# Jonathan Edwards, Evangelist (John Gerstner)



## RamistThomist (Dec 11, 2017)

The overall scope of the book is Edwards’ take on the ordo salutis, but Gerstner focuses on Edwards’ view of the unregenerate’s seeking salvation. Throughout the text the reader recognizes quips from old John Gerstner sermons. Indeed, one can hear Gerstner’s growl through the text.

As a good Calvinist Edwards denied the unregenerate man can will salvation. But that didn’t mean he couldn’t do anything. He can seek. While God is not bound to save men in response to their seeking, and in fact often saves those who didn’t go seeking, but Edwards notes that God is pleased to save those who seek. As Gerstner notes, “Men are able to seek precisely because they are unable to believe” (Gerstner 73). The Calvinist view of inability refers not to man’s ability to seek but to man’s ability to believe.

We should be clear that there is no merit in seeking. The outward activities of the unregenerate seeker–going to church, keeping the Sabbath, etc.–will damn him as surely as any other activity.

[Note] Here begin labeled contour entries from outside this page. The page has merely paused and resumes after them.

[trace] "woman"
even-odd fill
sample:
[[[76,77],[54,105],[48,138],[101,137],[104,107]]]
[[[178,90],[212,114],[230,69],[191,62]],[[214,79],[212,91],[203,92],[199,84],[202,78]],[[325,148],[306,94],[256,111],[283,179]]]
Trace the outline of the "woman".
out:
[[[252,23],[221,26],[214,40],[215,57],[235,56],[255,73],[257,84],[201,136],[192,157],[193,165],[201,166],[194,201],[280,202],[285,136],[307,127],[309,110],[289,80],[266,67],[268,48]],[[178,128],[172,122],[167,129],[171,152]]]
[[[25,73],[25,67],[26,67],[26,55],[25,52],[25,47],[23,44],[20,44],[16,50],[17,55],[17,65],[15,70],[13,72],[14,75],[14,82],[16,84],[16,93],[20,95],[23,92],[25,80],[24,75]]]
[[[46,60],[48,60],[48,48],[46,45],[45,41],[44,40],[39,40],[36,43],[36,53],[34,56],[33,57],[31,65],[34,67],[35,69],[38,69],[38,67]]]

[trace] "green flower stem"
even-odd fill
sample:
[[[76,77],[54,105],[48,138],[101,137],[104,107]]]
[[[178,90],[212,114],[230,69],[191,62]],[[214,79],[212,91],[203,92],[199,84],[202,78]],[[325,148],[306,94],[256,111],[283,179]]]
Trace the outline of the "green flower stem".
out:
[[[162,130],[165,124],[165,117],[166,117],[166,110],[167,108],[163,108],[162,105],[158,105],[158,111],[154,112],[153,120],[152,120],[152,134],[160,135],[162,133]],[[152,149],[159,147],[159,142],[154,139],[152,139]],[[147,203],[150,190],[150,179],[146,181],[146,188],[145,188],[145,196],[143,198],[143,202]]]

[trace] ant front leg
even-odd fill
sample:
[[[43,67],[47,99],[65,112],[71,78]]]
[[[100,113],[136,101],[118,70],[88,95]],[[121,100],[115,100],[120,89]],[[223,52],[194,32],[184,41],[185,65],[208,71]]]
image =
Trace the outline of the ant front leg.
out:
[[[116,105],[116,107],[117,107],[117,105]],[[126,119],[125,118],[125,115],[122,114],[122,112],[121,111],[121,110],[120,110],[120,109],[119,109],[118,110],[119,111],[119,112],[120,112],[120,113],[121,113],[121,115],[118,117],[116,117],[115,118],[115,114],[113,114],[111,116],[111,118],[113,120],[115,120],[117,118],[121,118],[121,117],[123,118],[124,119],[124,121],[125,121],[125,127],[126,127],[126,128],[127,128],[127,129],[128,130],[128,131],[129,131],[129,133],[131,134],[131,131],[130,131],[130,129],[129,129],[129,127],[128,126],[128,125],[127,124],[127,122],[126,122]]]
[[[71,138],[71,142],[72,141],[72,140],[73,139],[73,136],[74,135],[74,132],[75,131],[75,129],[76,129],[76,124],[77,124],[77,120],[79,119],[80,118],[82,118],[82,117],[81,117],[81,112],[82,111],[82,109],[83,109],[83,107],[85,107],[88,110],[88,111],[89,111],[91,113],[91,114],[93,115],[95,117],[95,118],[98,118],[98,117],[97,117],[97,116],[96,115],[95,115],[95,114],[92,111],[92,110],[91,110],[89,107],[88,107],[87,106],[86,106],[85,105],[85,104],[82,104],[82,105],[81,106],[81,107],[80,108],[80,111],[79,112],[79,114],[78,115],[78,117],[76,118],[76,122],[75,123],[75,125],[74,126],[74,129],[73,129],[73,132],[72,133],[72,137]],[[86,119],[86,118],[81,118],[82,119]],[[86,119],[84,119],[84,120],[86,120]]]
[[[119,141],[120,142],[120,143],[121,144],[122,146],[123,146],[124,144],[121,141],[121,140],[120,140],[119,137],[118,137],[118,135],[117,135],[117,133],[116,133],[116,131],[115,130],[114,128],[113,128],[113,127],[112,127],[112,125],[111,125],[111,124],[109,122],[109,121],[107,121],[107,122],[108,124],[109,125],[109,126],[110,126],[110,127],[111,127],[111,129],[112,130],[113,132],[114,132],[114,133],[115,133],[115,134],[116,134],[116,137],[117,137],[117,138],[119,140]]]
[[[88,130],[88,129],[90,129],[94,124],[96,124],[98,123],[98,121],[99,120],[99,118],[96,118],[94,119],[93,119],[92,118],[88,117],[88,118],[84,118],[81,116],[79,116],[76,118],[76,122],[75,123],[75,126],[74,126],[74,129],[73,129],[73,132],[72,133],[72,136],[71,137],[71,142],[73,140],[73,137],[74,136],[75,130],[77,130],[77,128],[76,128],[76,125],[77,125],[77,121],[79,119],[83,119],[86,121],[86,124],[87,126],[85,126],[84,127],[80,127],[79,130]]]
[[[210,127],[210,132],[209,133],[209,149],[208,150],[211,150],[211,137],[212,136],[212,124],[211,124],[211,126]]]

There is no merit in these activities, yet some activities are less evil than others. In short, when a man seeks he is seeking to be made willing. He is not (yet) willing to be made willing (81).

But this seems hopeless. Why seek if I can’t will to be saved? Edwards draws upon the story of the lepers. If you sit still (i.e., don’t seek) you will perish eternally. If you seek, you might still perish eternally. But if you seek, you might also live (96ff).

Other sections of the book deal with the Covenant of Redemption (in which Gerstner ties in Edwards’s _End for Which God Created the World_). Gerstner also calls attention to the “bodily effects” of Edwards’ view, but Gerstner doesn’t dwell on it (129, 167).


----------



## earl40 (Dec 11, 2017)

I have wondered what should we call the grace when a man looks or "seeks" God, and Our Lord leads him to a preacher who preaches The Gospel? Is it saving grace or common grace? In other words,'s does all saving grace follow the moment when one receives faith?


----------



## RamistThomist (Dec 11, 2017)

I've heard the term preparatory grace floated around, though I don't know too much about it.


----------